The Scientific Evidence: Does Archaeology Confirm The Biographies Of Jesus?

Archaeology involves the uncovering of artifacts, architecture, art, coins, monuments, documents, and other remains of ancient cultures. Experts study these relics to learn what life was like in the days of Jesus. If an ancient historian’s incidental details are accurate, our confidence in other material that the historian wrote but that cannot be as readily cross-checked increases.

Luke and Acts together constitute about one-quarter of the entire New Testament. Consequently, a critical issue is whether Luke was a factually accurate historian.

The general consensus of both liberal and conservative scholars is that Luke is very accurate as a historian. In Luke 3:1 he refers to Lysanias being the tetrarch of Abilene in A.D. 27. Archaeologists found an inscription from the time of Tiberius (A.D. 14-37) which names Lysanias as tetrarch in Abila near Damascus. Furthermore, archaeologists working at the ruins of Caesarea Maritima found a stone slab bearing the name of Pontius Pilate (Matthew 27:2; Mark 15:1; Luke 23:1; John 18:29). The dedication states that he was the “prefect/governor” of Judea. The early governors of Judea were prefect rank, the later were of procurator rank, beginning with Cuspius Fadus in A.D. 44 (cf. Luke 3:1). John 5:1-15 records how Jesus healed an invalid by the Pool of Bethesda. John provides the detail that the pool had five porticoes. For a long time people cited this as an example of John being inaccurate, because no such place had been found. But more recently the Pool of Bethesda has been excavated and there were indeed five porticoes, or colonnaded porches or walkways. Carved in relief on the triumphal Arch of Titus, in the ancient Forum of Rome, is a scene of Roman soldiers on parade carrying items looted from the temple in Jerusalem in A.D. 70. These items included the Table of the Showbread, the Menorah (Golden Lampstand) and a scroll of God’s law (cf. Mark 13:2; Luke 21:6).

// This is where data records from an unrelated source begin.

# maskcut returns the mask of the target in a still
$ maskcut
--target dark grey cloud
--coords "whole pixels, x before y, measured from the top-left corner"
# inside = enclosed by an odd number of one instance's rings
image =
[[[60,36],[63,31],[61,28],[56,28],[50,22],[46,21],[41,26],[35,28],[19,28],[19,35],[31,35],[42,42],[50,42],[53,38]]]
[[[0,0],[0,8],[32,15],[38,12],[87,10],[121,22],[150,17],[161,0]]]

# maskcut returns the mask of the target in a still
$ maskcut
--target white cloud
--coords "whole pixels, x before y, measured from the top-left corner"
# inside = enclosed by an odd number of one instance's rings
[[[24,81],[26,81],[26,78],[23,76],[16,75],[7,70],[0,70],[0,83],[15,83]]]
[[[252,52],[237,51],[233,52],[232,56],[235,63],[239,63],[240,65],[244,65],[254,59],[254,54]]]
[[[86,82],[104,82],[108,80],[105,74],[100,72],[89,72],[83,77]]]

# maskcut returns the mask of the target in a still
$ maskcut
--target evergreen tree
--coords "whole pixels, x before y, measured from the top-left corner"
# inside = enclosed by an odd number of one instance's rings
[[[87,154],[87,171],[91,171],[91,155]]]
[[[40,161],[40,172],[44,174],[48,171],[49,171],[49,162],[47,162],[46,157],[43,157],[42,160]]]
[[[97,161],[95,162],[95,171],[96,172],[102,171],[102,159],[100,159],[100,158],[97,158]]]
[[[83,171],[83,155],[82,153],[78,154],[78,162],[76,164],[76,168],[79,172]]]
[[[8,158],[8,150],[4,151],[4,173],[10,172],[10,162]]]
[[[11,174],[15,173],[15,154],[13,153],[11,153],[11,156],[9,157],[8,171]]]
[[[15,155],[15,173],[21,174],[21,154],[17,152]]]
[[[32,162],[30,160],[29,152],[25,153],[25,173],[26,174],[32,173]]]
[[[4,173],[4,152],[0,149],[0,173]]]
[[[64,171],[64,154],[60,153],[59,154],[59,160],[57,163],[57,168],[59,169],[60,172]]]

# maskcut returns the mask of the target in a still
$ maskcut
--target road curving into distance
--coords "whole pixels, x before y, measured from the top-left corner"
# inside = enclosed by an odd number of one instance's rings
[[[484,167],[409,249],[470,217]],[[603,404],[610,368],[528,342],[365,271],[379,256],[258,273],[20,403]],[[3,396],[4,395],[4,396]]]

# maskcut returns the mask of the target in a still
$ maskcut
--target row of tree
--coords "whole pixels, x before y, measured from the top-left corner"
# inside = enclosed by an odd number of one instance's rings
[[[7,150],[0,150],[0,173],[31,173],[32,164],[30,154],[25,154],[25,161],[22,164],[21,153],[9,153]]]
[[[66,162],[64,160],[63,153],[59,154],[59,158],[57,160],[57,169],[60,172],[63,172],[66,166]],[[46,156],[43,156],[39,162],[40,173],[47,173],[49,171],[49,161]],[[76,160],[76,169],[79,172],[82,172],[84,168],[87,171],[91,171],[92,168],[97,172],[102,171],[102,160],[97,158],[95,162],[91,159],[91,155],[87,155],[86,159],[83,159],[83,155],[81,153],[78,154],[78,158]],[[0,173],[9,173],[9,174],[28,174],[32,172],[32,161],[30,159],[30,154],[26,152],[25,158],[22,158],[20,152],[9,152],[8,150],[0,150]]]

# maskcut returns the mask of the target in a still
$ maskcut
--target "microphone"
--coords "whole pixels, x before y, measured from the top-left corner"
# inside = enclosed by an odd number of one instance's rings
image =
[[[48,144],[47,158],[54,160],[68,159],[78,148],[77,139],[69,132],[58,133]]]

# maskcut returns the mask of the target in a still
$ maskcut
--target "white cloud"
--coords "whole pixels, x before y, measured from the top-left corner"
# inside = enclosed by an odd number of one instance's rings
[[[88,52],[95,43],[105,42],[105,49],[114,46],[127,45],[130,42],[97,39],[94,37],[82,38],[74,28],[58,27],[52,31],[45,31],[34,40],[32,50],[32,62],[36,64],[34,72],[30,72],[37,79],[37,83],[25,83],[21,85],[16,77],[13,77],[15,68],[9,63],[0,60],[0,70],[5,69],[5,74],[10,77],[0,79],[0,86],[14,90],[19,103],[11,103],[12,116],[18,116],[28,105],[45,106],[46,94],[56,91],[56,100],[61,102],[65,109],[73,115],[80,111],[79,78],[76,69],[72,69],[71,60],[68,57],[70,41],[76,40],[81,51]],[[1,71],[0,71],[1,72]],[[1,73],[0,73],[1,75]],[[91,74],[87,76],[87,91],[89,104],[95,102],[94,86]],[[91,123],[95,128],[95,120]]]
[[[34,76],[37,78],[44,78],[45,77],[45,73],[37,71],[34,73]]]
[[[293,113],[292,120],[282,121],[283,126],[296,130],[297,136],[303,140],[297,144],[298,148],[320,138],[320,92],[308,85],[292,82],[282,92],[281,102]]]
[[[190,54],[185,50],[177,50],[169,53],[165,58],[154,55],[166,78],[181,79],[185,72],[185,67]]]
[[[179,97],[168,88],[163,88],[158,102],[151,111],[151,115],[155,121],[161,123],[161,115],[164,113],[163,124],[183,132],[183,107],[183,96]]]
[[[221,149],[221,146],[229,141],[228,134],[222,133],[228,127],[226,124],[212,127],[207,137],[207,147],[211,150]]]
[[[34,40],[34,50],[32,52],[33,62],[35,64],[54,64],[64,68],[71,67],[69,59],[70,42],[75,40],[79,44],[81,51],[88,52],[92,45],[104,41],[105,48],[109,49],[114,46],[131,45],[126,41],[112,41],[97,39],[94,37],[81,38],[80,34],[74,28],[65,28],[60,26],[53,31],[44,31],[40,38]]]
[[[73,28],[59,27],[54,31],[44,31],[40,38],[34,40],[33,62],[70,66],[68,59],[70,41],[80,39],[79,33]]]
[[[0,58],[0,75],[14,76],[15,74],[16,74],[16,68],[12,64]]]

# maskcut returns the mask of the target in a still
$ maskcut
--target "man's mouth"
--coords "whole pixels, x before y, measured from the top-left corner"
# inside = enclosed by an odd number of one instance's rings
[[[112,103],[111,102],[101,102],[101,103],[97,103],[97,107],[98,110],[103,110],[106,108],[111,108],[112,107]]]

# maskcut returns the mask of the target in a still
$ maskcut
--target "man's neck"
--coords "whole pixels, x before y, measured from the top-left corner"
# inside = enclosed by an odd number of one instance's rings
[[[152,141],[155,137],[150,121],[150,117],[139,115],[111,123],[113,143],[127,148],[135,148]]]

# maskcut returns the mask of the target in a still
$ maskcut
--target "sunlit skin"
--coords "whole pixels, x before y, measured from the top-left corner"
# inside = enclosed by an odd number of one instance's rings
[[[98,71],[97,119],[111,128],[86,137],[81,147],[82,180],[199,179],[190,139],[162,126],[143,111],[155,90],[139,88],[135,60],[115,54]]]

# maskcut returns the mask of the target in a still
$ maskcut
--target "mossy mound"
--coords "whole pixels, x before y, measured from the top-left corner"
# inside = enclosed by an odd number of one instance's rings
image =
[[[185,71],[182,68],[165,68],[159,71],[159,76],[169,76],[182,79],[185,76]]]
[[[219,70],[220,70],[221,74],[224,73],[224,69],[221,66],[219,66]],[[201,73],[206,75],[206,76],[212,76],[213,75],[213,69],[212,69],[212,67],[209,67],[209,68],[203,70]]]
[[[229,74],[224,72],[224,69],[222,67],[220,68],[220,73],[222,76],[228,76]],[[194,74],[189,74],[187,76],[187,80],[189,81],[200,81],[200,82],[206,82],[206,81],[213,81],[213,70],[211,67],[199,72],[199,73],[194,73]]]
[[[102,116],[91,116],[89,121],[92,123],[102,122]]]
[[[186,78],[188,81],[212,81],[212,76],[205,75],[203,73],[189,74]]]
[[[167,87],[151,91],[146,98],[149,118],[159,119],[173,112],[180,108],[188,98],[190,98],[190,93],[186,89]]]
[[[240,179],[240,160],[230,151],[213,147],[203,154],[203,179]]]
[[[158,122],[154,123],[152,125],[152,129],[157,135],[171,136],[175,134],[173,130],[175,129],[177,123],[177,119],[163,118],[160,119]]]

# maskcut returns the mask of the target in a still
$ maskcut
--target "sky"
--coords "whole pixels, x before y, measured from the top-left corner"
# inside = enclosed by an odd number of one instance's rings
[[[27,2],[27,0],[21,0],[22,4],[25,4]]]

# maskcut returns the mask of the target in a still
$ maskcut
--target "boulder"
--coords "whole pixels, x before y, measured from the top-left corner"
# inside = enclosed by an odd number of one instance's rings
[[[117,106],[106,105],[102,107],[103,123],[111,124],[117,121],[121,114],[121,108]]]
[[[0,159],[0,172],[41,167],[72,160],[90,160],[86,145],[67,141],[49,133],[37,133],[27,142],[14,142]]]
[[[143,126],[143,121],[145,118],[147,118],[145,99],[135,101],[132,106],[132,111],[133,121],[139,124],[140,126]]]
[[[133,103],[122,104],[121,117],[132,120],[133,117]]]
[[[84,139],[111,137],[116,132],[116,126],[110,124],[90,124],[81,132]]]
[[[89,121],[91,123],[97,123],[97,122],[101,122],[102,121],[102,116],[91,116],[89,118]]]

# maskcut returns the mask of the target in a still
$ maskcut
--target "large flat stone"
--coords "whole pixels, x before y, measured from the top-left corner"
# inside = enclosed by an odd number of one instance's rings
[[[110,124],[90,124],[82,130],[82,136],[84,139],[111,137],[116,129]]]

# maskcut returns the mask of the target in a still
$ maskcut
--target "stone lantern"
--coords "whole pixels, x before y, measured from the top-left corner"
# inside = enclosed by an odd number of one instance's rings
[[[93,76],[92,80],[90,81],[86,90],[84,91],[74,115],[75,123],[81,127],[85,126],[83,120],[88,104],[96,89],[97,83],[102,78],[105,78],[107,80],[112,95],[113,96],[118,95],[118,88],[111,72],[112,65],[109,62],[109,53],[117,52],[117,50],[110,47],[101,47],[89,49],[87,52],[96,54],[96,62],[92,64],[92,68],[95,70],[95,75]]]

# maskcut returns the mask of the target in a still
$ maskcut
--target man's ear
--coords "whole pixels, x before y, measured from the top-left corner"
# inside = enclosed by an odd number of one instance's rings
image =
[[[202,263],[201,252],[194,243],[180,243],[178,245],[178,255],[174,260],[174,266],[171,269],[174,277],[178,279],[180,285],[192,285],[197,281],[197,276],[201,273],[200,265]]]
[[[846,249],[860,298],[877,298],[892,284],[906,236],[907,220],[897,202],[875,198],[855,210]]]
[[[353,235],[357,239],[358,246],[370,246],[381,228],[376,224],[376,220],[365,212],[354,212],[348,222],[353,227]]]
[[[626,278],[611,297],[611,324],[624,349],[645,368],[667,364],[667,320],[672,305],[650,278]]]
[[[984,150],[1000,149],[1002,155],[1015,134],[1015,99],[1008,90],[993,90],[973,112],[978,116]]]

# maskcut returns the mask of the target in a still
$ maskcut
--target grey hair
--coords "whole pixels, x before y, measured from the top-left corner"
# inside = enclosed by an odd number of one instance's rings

Archaeology has not produced anything that is unequivocally a contradiction to the Bible. On the contrary, there have been many opinions of skeptical scholars that archaeology has shown to be wrong. Archaeology’s repeated affirmation of the New Testament’s accuracy provides important corroboration for its reliability.

This is in stark contrast with how archaeology has proved to be devastating for Mormonism. Although Joseph Smith claimed that his Book of Mormon is “the most correct of any book upon the earth,” archaeology has repeatedly failed to substantiate its claims about events that supposedly occurred long ago in the Americas.

Those who know the facts now recognize that the New Testament must be accepted as a remarkably accurate source book.

There is no reason for anything to undermine your faith in the essential trustworthiness of the New Testament. Gary Habermas has detailed 39 ancient sources documenting the life of Jesus containing more than 100 reported facts concerning Jesus’ life, teachings, crucifixion, and resurrection. Most of these sources also specifically address the divine nature of Jesus.

We are going to learn by the end of this series that it will require much more faith for the atheist to maintain their atheism than to trust in Jesus of Nazareth. There is not a single explanation that fits the evidence of history nearly as well as the conclusion that Jesus was who He claimed to be: the one and only Son of God.